Form 8-K

 

 

UNITED STATES

SECURITIES AND EXCHANGE COMMISSION

Washington, D.C. 20549

 

 

FORM 8-K

 

 

Current Report Pursuant to Section 13 of 15(d) of

The Securities Exchange Act of 1934

Date of Report (Date of earliest event reported): June 27, 2008

 

 

Virgin Mobile USA, Inc.

(Exact name of registrant as specified in its charter)

 

 

 

Delaware   001-33735   20-8826316

(State or other jurisdiction

of incorporation)

  (Commission File Number)  

(I.R.S. Employer

Identification Number)

 

10 Independence Boulevard

Warren, NJ

  07059
(Address of principal executive offices)   (Zip Code)

(908) 607-4000

Registrant’s telephone number, including area code

Not Applicable

(Former name or former address, if changed since last report.)

 

 

Check the appropriate box below if the Form 8-K filing is intended to simultaneously satisfy the filing obligation of the registrant under any of the following provisions (see General Instruction A.2 below):

 

¨ Written communications pursuant to Rule 425 under the Securities Act (17 CFR 230.425)

 

x Soliciting material pursuant to Rule 14a-12 under the Exchange Act (17 CFR 240.14a-12)

 

¨ Pre-commencement communications pursuant to Rule 14d-2(b) under the Exchange Act (17 CFR 240.14d-2(b))

 

¨ Pre-commencement communications pursuant to Rule 13e-4(c) under the Exchange Act (17 CFR 240.13e-4(c))

 

 

 


Item 1.01 Entry into a Material Definitive Agreement.

Transaction Agreement

On June 27, 2008, Virgin Mobile USA, Inc. (the “Company”) entered into a Transaction Agreement (the “Transaction Agreement”) with Virgin Mobile USA, L.P. (“VMU Opco”), Helio, Inc. (“Helio, Inc.”), Helio LLC (“Helio LLC”), SK Telecom USA Holdings, Inc. (“SK Telecom”), EarthLink, Inc. (“EarthLink”, and together with Helio, Inc. and SK Telecom, the “Sellers”) and Corvina Holdings Limited (“Virgin Group”).
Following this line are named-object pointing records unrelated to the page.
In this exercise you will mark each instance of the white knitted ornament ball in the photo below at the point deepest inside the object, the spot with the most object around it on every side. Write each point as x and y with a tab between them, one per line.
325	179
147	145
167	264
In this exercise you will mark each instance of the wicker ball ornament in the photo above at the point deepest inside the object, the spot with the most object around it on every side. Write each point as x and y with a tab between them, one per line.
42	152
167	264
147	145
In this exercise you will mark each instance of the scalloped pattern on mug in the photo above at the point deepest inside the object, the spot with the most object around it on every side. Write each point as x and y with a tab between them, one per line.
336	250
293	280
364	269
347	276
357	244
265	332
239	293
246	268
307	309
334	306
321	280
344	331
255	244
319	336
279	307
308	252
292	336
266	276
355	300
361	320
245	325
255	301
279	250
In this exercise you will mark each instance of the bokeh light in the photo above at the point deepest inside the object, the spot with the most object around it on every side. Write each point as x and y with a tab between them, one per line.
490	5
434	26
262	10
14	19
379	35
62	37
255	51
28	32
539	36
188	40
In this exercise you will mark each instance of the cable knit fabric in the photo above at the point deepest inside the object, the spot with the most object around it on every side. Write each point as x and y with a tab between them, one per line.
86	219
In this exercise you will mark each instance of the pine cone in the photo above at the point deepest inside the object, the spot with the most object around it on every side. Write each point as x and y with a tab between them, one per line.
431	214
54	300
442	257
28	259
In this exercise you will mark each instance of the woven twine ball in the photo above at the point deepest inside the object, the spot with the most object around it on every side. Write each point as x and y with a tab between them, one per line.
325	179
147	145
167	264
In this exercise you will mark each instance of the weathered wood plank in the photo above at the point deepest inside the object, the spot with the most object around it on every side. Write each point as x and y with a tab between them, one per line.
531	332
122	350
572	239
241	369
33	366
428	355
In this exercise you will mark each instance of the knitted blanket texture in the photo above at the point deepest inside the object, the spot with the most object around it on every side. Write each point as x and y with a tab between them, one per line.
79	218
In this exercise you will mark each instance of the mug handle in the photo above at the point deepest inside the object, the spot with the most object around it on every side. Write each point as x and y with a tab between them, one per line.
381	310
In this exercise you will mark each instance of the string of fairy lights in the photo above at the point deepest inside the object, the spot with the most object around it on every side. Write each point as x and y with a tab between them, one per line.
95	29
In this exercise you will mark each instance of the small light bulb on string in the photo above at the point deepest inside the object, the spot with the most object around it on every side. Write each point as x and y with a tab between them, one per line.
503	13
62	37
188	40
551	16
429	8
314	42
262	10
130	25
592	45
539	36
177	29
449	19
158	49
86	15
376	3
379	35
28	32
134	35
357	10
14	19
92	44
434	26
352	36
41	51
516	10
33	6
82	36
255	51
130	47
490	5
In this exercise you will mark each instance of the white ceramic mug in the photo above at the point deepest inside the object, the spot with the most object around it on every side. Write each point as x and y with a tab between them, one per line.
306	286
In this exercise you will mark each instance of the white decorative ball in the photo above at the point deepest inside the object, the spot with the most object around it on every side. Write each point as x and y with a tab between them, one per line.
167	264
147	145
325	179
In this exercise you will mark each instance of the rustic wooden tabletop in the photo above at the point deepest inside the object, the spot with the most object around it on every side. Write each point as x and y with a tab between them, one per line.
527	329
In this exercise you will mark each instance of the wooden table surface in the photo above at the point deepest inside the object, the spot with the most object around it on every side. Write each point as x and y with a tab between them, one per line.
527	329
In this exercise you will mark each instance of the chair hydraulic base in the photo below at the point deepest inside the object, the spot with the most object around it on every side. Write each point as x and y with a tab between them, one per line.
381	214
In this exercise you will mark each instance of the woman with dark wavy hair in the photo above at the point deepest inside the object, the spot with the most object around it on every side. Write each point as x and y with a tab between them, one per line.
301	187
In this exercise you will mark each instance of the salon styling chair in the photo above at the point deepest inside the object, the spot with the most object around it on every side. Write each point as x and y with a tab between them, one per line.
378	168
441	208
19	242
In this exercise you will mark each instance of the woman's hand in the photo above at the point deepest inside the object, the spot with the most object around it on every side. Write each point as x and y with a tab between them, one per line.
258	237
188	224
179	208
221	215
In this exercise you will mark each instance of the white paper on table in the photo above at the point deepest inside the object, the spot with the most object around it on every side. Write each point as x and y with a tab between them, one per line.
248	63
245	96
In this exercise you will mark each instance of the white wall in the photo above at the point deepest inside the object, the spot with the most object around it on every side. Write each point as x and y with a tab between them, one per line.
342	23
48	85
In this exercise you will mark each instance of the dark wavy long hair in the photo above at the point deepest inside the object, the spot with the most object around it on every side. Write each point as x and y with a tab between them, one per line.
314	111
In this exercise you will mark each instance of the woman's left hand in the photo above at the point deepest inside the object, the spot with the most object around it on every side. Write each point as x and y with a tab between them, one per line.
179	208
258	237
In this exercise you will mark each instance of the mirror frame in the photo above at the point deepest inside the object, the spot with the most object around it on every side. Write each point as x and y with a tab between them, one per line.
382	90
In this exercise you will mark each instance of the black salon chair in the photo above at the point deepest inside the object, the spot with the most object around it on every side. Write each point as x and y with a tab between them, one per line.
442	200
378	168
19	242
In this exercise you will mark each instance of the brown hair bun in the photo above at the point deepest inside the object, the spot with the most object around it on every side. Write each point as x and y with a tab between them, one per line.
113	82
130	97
The Transaction Agreement provides that, upon the terms and subject to the conditions set forth in the Transaction Agreement, the Company will acquire all of the membership units of Helio LLC in exchange for partnership units of VMU Opco and Class A common stock of the Company (the “Exchange”). In addition, each of Virgin Group and SK Telecom will invest $25 million into the Company (the “Additional Investments”) in exchange for the issuance by the Company of 25,000 shares of newly issued Series A Convertible Preferred Stock (the “Series A Convertible Preferred Stock”). The Company’s Board of Directors has approved the Exchange, the Additional Investments and the Transaction Agreement.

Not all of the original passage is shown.